Re: [Bioc-sig-seq] Quality Value Analysis from a BStringSet

Marcus Davy Sun, 13 Jun 2010 20:50:46 -0700

Hi Martin,
thanks for your comments.

With the quality score conversion I was getting different quality scores
using 'as(quality(fq), "matrix")' which would need to be offset by 31
because of Phred/Solexa score differences.
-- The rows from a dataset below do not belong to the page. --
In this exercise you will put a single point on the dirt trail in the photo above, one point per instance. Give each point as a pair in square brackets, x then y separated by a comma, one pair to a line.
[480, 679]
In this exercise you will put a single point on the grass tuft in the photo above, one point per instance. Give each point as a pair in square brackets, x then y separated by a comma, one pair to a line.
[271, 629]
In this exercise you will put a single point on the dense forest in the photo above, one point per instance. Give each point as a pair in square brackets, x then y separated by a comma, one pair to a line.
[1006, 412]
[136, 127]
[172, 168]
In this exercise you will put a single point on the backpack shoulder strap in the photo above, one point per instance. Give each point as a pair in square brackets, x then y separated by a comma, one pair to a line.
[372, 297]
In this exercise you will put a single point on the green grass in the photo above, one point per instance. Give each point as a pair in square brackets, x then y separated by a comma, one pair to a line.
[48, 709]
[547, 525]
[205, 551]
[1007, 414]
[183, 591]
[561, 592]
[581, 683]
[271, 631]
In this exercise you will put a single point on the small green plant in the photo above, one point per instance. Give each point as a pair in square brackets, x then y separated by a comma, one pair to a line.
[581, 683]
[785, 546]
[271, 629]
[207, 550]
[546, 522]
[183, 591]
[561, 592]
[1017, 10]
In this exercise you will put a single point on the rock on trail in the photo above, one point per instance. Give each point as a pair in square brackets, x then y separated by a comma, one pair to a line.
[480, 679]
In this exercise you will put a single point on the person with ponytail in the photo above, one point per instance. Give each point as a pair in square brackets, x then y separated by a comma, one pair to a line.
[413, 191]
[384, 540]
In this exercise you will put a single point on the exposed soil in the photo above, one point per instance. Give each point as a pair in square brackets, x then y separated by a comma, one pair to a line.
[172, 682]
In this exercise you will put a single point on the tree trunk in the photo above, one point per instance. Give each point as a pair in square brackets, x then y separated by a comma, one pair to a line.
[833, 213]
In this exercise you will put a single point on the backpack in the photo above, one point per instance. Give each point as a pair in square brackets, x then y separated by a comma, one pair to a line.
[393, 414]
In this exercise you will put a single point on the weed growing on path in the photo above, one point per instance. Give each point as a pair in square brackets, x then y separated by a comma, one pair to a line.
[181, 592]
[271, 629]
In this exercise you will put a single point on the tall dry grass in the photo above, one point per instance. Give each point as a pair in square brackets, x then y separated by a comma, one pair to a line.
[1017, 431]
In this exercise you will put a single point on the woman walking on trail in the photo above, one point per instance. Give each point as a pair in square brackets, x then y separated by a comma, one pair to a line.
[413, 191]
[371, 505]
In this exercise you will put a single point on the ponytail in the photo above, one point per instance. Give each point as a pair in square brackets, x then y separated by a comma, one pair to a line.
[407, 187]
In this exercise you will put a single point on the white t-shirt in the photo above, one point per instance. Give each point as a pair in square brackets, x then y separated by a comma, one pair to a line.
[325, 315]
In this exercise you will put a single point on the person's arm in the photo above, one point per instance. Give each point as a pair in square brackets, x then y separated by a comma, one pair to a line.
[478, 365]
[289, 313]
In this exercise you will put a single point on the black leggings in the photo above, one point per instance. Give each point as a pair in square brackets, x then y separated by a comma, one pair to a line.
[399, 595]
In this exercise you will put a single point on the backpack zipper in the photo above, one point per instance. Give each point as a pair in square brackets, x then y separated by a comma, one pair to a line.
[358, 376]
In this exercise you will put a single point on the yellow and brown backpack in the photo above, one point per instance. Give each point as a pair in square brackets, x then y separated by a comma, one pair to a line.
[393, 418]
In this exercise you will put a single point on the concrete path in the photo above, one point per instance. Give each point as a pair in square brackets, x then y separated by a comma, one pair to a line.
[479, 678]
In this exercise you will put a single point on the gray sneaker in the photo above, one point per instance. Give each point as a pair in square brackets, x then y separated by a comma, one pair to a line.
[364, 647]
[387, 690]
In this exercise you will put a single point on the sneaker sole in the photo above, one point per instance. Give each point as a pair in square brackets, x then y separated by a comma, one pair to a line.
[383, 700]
On Sat, Jun 12, 2010 at 1:55 AM, Martin Morgan <[email protected]> wrote:

> On 06/11/2010 12:48 PM, Marcus Davy wrote:
> > Hi,
> > there are a couple of ways to have a go at this, for example pattern
> match
> > for B's and count the matches using low level matching or coerce to
> numeric
> > quality scores and summarize those. I have provided an example where I
> >  subset the ShortReadQ object to work with the 3' end of interest.
> However,
> > if you do this, qa()  does not take into account that you may have
> changed
> > the starting cycle position to something other than 1. It would be quite
> > nice to have an additional argument  in qa() which sets an alternative
> start
> > cycle, for example if you ran a quality report on the last 20 cycles of
> > interest when there are 100 cycles, your qa() summary output should start
> at
> > cycle 81 to 100.
>
> One thing is that the subset might often and reasonably be ragged, e.g.,
> 'the last 20 nucleotides of a 454 run', where the reads are different
> widths.


Yes I agree with you, the context I was talking about was only for fixed
width Solexa data.
Incidentally sometime ago I did some tests randomly generating variable
length fastq data for 454. The qa report failed slightly on one component,
what was happening in my case (partly due to random generation of data) was
that I was getting all unique sequences in qa[["sequenceDistribution"]]
which was causing plotReadOccurrences to fail, probably the diff() in the
denominator is ultimately causing an infinite value. I think this is
unlikely to be an issue in practice with sequence artifacts like duplicate
sequences etc, maybe the likelihood could increase as the length of reads
increases for 454 ragged reads.


> >
> > Another issue, is that ShortRead:::.plotCycleQuality only plots the means
> > for each quality score versus cycle position. This does not provide any
> > information about the variability in those quality scores for each cycle
> > which usually increases as the cycle number increases.
>
> It's hard to know how to do this when the number of cycles gets large,
> without just writing a lot of ink to the plot. Maybe every 5th / 10th
> cycle might have quantile information? (with the qa object containing
> the info for all cycles).
>
> In  fastx boxplot graphs I have sighted there is consistent quantile
information after a certain cycle position depending on the experiment.
Using boxplots there also appears to be issues for high quality scores with
low variability which may not have any interquartile range width.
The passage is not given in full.